Up popped two hits, one of which was for Martha Pedersen Rohne, age 34, with a residence of Vosservanger.  The age was right and I could easily see Rokne being interpreted as Rohne, so this sounded very promising.  I clicked on the “scanned manifest” option, but couldn’t find Martha on the manifest that appeared.  I realized then that I was dealing with a mislinked image.  Having encountered this situation before, I knew that the image was probably in the EIDB, but that I would have to do a little more work to locate it.  I began by noting a couple of details from the text information above the image: the May 30, 1893 arrival date and line number 597.

Missing Manifests

Armed with these bits of data, I returned to Steve Morse’s site and chose his missing manifests form, designed for just these situations.  Toward the left of the screen, I entered the date I had just copied and hit the “display” button.  This brought me to the opening page of the microfilm that contains the arrivals for May 27-June 5, 1893. 

Doing a little mental math, I realized that I was looking for a ship that had arrived about four days into this ten-day period – or about 40% of the way through the roll.  Of course, this was only an approximation as many ships could have arrived on one day and only one or two on others, but I used this as a rough estimate of how far to jump into the roll.  On the right of the screen, I could see that there were a total of 717 frames (essentially the same as pages), so I calculated 40% of 717 and went directly to page 286 by entering that number in the field called “frame” near the center of the screen. 

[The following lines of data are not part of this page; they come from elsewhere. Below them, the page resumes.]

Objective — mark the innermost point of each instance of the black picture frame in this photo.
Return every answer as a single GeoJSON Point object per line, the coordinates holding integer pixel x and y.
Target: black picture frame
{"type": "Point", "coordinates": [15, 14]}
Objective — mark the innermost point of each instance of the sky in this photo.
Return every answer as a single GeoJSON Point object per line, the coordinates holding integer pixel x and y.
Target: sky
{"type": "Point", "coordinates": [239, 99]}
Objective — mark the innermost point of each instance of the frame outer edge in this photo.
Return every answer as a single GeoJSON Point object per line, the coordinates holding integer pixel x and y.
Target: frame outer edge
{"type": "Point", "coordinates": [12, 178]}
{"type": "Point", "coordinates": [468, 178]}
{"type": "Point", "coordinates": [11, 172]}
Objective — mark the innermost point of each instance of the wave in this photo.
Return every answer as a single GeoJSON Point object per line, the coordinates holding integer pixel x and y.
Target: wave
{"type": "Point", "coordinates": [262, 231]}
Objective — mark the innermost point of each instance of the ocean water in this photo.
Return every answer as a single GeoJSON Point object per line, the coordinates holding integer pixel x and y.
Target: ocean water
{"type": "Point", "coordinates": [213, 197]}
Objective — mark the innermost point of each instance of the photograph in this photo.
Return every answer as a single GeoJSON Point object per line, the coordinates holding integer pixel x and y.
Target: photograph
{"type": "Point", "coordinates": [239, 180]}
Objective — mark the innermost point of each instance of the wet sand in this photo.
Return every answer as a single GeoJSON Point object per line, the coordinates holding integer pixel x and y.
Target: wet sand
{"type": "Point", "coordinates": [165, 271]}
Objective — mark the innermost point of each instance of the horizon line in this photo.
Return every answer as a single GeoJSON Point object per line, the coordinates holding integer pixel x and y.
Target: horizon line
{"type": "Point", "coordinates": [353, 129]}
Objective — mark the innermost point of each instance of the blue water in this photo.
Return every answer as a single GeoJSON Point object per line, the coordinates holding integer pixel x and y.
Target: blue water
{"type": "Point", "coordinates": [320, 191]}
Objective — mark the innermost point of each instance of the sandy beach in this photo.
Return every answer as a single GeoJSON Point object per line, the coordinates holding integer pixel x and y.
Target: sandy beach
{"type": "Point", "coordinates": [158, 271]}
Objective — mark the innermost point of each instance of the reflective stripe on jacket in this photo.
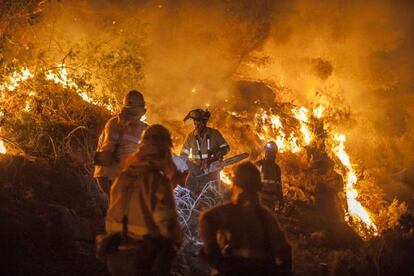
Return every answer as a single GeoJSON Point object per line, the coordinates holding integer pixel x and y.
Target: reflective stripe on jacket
{"type": "Point", "coordinates": [196, 147]}
{"type": "Point", "coordinates": [110, 137]}
{"type": "Point", "coordinates": [152, 203]}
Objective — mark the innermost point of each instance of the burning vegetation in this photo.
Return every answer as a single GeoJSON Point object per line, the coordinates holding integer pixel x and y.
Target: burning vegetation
{"type": "Point", "coordinates": [53, 104]}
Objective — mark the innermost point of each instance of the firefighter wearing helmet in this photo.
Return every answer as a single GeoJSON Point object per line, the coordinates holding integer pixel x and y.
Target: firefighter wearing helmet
{"type": "Point", "coordinates": [119, 139]}
{"type": "Point", "coordinates": [202, 146]}
{"type": "Point", "coordinates": [241, 237]}
{"type": "Point", "coordinates": [142, 209]}
{"type": "Point", "coordinates": [271, 192]}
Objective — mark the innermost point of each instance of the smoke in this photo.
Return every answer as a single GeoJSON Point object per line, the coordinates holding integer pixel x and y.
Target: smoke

286 proved to be the first page for a ship that arrived on May 31st, so I knew I had gone too far.  I went back to page 250 and noticed I was looking at distinctly Scandinavian names, so I thought I might be in the right neighborhood.  Inspecting the left-hand column, I saw that the page contained listings for 216-272.  I knew from a few minutes earlier when I had scribbled down details from the text data in the EIDB that the record I wanted was on line 597, so I used the +1 navigation key to move forward through the pages.  My anticipation increased as I arrived at page 257 and scanned down for line 597.

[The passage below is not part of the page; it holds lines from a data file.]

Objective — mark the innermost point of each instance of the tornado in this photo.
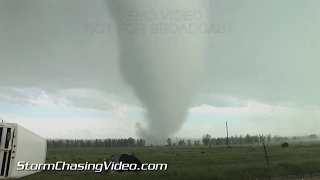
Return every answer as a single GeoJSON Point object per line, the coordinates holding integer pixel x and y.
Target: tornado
{"type": "Point", "coordinates": [162, 48]}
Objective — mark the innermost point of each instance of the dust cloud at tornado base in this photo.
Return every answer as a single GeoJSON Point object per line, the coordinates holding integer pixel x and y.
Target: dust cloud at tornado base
{"type": "Point", "coordinates": [164, 69]}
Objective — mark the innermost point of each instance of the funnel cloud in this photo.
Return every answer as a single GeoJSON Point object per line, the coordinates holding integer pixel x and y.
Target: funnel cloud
{"type": "Point", "coordinates": [163, 67]}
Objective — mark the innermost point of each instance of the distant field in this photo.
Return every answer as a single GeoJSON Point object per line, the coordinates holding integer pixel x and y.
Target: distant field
{"type": "Point", "coordinates": [198, 163]}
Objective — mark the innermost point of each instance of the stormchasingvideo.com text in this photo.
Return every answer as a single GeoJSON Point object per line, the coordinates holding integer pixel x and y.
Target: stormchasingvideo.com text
{"type": "Point", "coordinates": [96, 167]}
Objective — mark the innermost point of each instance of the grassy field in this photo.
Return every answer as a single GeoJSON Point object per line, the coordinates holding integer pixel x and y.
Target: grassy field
{"type": "Point", "coordinates": [198, 163]}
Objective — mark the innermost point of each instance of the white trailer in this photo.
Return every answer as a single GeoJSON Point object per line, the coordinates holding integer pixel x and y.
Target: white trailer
{"type": "Point", "coordinates": [19, 144]}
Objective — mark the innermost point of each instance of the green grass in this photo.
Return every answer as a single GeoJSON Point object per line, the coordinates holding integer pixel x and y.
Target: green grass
{"type": "Point", "coordinates": [198, 163]}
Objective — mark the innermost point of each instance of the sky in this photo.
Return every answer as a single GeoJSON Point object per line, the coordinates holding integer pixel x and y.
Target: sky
{"type": "Point", "coordinates": [60, 80]}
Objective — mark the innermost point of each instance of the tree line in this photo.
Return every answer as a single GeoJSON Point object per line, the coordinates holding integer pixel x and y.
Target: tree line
{"type": "Point", "coordinates": [206, 140]}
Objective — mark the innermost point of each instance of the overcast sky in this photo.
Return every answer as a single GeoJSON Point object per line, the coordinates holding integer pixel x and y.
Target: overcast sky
{"type": "Point", "coordinates": [60, 81]}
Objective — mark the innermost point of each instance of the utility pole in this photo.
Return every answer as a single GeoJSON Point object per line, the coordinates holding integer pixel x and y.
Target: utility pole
{"type": "Point", "coordinates": [227, 133]}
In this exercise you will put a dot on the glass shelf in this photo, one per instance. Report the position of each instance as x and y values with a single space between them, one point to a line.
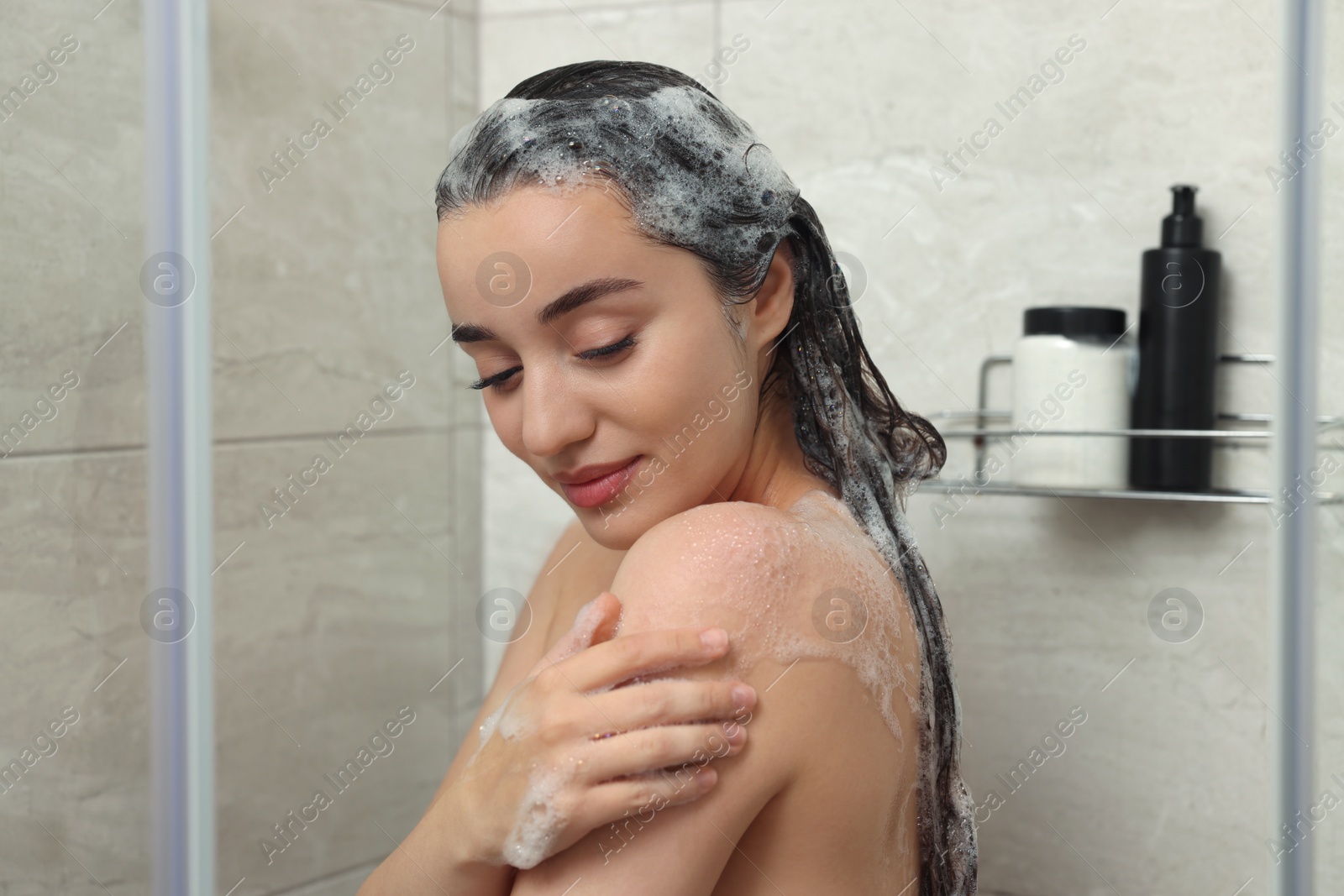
1214 496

There she was: Martha Pedersen Rohne (and yes, it looked like Rohne).  Better yet, she was traveling with Anna Larsdatter Rohne (age 8) and Knud Larsen Rohne (age 4).  The names and ages all fit, Anna and “Knud” were the children of a Lars, and their intended destination was Illinois.  I knew I had the right family. 

Where There’s a Will . . .

Looking at the record, I wondered why had Knute been so difficult to locate.  After all, “Knud Rokne” isn’t that far off from the actual Knut Rokne.  Playing with possibilities, I discovered that the transcriber had missed the ditto marks under Rohne in the mother’s name, so the future football coach had been hiding under the name of Knud Larsen.  Had you thought to look under that name, there were 95 candidates to explore.  Even then, when you picked the right one and clicked to see the manifest, you would have been taken to the arrival for a different ship.  Fortunately, even with obstacles like these, there’s almost always a way to find your ancestors in this amazing database, so if Grandpa has eluded you so far, I hope you’ll give it another try!